Pediatric neurologists at Dalhousie University, Halifax, Nova Scotia, report an 8-year-old boy with rapid cognitive decline after a year-long course of valproate in varying dosages for myoclonic and atypical absence seizures. Sequential MRIs over a 1-year seizure free period revealed progressive brain atrophy and white matter signal changes. MR spectroscopy while taking valproate showed a normal lactate peak and a decreased N-acetylaspartate to creatine ratio. Tests for mitochondrial or neurodegenerative diseases and liver transaminases were normal. POLG gene testing detected no pathogenic variant. After discontinuing valproate, MRI and MR Spectroscopy, and cognitive and school function returned to baseline. He is currently seizure-free while taking clobazam monotherapy. [1]
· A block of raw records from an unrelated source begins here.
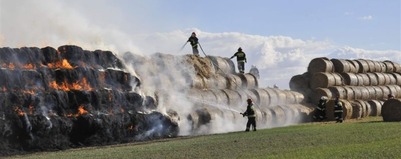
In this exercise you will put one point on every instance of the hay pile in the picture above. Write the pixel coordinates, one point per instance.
(364, 83)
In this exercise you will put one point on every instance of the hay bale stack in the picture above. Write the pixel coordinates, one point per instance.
(391, 110)
(321, 64)
(347, 113)
(376, 107)
(324, 80)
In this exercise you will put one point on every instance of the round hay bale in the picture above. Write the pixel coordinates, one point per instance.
(385, 91)
(378, 92)
(389, 66)
(391, 110)
(360, 79)
(216, 81)
(397, 67)
(355, 65)
(324, 80)
(371, 64)
(341, 65)
(373, 81)
(363, 66)
(350, 79)
(299, 83)
(281, 97)
(372, 92)
(394, 89)
(347, 109)
(234, 98)
(197, 82)
(365, 79)
(321, 64)
(203, 66)
(357, 92)
(234, 82)
(249, 80)
(377, 66)
(263, 99)
(279, 116)
(357, 109)
(222, 65)
(338, 91)
(376, 107)
(222, 100)
(397, 77)
(381, 80)
(349, 93)
(319, 92)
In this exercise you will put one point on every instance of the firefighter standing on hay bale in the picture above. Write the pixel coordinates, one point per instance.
(250, 112)
(320, 111)
(338, 110)
(241, 59)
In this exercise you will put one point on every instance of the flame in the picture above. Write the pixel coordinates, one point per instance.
(61, 64)
(81, 111)
(28, 91)
(79, 85)
(29, 66)
(19, 111)
(10, 66)
(30, 109)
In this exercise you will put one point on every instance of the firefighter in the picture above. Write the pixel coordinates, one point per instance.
(320, 112)
(241, 59)
(338, 110)
(193, 40)
(250, 113)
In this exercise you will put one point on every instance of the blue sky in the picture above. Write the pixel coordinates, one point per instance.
(280, 37)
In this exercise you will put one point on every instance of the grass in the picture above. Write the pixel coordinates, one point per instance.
(367, 138)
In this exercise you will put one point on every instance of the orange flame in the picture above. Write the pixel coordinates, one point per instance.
(60, 64)
(29, 66)
(81, 111)
(10, 66)
(79, 85)
(30, 109)
(19, 111)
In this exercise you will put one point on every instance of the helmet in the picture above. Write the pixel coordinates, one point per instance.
(249, 100)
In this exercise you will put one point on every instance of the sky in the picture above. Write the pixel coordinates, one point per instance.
(280, 37)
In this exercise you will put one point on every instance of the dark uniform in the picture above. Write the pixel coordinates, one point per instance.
(193, 40)
(241, 60)
(320, 111)
(338, 111)
(250, 112)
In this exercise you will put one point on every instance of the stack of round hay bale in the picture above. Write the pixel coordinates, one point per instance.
(363, 85)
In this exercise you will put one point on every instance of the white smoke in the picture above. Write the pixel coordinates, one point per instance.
(43, 23)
COMMENTARY. Four types of valproate-induced encephalopathy are described: 1) Direct toxic encephalopathy; 2) hyperammonemic encephalopathy; 3) hepatic encephalopathy; and 4) encephalopathy with cognitive deterioration and reversible cerebral atrophy. Brain pseudoatrophy and mental regression while taking valproate is reported in a child with a rare mitochondrial DNA mutation [2]. The current and 5 previously reported cases support a role of VPA in triggering a reversible dose-dependent mental deterioration with brain pseudoatrophy in children with epileptic seizures. Search for mtDNA mutation should be considered in a child treated with VPA who shows an unexplained clinical worsening and atrophic cerebral changes on MRI.